Good work, citizen (image: Dwight Burdette via Wikipedia)

There’s certainly no shortage of examples showing voters can’t be trusted with democracy (although it’s still true that all other systems of government are even worse), but here’s another one.

The New York Times reports that the city of Fall River, Massachusetts, had a special election on Tuesday to determine the fate of its mayor, Jasiel F. Correia II. Correia, a 27-year-old Democrat in his second term as mayor, was charged last year with 13 counts of wire fraud and filing false tax returns, relating to an alleged misuse of money that people invested in his app company that does something or other. Correia has denied the charges (and in the time-honored and bipartisan tradition, has claimed they were politically motivated) and rejected the city council’s request that he resign or else face a recall election. The recall question was the purpose of Tuesday’s ballot.

But, someone apparently reasoned, if he does get recalled, we’re going to need another mayor right away. Like, before the end of this ballot, even. And so the ballot had two questions on it. “The first asked whether voters wanted to recall Correia. The second asked voters who they would want as mayor instead.” But it must not have included the word “instead,” because Correia’s name was on that part of the ballot too, along with four other candidates.

And so you can guess from the headline what happened: 7,829 residents—61% of voters—voted to kick Correia out of office. And then 4,911 residents—35%, but more than voted for any other candidate—voted to put him right back in.

The runner-up (about 4,600 votes and 34%), who somehow lost to a guy who also lost, conceded but remained appropriately puzzled. According to the Times, Paul Coogan “said it was odd that a candidate could lose his seat by a majority vote and still win a re-election” because the latter could be determined by a plurality. “This is weird,” Coogan said, correctly. “It doesn’t make much sense to anybody. He didn’t really get a mandate,” Coogan continued, also correctly. Did Correia claim he had gotten a mandate? He kind of did.

“We’re going to keep trying to earn people’s votes … by doing good things for our community like you’ve seen us do,” Correia told reporters after the results were announced, listing some of those allegedly good things. “So that’s what I think people want. That’s what I’m going to keep doing. And as long as I’m mayor, that’s what you’re going to keep getting from Jasiel Correia.” Yes, the people have spoken: despite my pending indictment, they said loud and clear that they believe I am maybe one percent less bad than the next worst candidate. I therefore pledge to keep doing what I’ve been doing, and also not doing what I haven’t been doing, like fraud and tax evasion. Forward into the future!

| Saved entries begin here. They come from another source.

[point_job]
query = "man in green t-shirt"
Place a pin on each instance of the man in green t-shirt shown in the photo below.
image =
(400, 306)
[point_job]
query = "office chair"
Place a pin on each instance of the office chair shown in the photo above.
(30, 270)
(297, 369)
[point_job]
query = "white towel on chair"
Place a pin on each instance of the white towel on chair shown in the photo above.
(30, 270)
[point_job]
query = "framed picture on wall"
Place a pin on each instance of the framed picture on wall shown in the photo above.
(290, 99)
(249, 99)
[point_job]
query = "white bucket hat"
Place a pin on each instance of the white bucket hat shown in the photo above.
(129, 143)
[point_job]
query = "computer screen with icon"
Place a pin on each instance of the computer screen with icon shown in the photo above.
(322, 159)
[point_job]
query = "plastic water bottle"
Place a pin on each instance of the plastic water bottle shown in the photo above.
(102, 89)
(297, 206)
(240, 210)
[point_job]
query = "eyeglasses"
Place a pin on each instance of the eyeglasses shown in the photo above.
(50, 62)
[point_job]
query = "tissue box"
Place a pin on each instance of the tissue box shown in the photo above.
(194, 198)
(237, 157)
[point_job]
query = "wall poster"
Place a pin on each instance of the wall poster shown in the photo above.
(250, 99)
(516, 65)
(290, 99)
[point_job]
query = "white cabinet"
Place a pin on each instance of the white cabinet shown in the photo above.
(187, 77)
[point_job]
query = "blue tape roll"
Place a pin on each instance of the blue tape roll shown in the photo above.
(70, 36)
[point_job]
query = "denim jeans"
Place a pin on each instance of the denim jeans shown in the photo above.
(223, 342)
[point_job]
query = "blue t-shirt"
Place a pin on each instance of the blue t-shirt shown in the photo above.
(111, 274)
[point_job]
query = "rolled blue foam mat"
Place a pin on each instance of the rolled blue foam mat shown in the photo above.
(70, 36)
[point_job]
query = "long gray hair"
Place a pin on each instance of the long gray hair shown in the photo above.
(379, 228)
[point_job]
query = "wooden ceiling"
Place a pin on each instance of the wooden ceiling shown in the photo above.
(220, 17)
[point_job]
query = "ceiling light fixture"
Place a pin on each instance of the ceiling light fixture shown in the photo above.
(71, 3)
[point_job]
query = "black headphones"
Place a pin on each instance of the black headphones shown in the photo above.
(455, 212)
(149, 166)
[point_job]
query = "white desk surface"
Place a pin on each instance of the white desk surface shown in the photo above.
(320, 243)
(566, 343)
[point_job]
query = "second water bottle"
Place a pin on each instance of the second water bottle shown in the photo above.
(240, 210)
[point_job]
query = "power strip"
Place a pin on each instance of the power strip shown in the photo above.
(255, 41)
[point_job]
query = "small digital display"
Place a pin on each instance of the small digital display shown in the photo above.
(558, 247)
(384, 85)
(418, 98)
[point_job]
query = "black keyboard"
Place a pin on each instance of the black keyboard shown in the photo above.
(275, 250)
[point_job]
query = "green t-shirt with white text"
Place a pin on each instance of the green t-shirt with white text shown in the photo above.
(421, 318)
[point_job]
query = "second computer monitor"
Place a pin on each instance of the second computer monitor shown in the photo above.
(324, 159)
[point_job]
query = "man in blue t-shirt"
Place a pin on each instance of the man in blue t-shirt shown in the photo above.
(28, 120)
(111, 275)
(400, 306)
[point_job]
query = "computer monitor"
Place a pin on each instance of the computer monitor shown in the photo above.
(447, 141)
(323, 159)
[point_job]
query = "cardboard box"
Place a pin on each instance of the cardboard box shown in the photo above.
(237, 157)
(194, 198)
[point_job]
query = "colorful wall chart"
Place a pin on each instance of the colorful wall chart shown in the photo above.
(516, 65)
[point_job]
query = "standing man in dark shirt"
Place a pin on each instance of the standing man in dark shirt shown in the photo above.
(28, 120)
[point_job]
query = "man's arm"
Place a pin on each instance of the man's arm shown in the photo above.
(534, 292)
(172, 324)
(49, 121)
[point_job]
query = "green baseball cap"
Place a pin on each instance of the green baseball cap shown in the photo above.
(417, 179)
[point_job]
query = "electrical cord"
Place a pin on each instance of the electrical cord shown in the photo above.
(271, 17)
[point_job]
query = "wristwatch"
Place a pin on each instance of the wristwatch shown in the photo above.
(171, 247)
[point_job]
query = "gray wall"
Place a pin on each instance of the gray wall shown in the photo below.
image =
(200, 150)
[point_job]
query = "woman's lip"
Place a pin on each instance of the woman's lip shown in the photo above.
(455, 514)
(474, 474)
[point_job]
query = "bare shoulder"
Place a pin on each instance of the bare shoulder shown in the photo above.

At least for the next eight months, because a regular election will take place in November. Correia said his re-election campaign would begin on Wednesday, just one day after he lost and then semi-won again.

According to the reports, Fall River has now recalled two of its last three mayors, having voted out then-mayor Will Flanagan in 2014 after he allegedly pulled a gun on someone. That someone: Jasiel F. Correia II, who has thus been at least indirectly responsible for getting two mayors kicked out of office, only one of them himself, although, again, he has also won 1.35 of the two elections in which he’s run for office. Or something.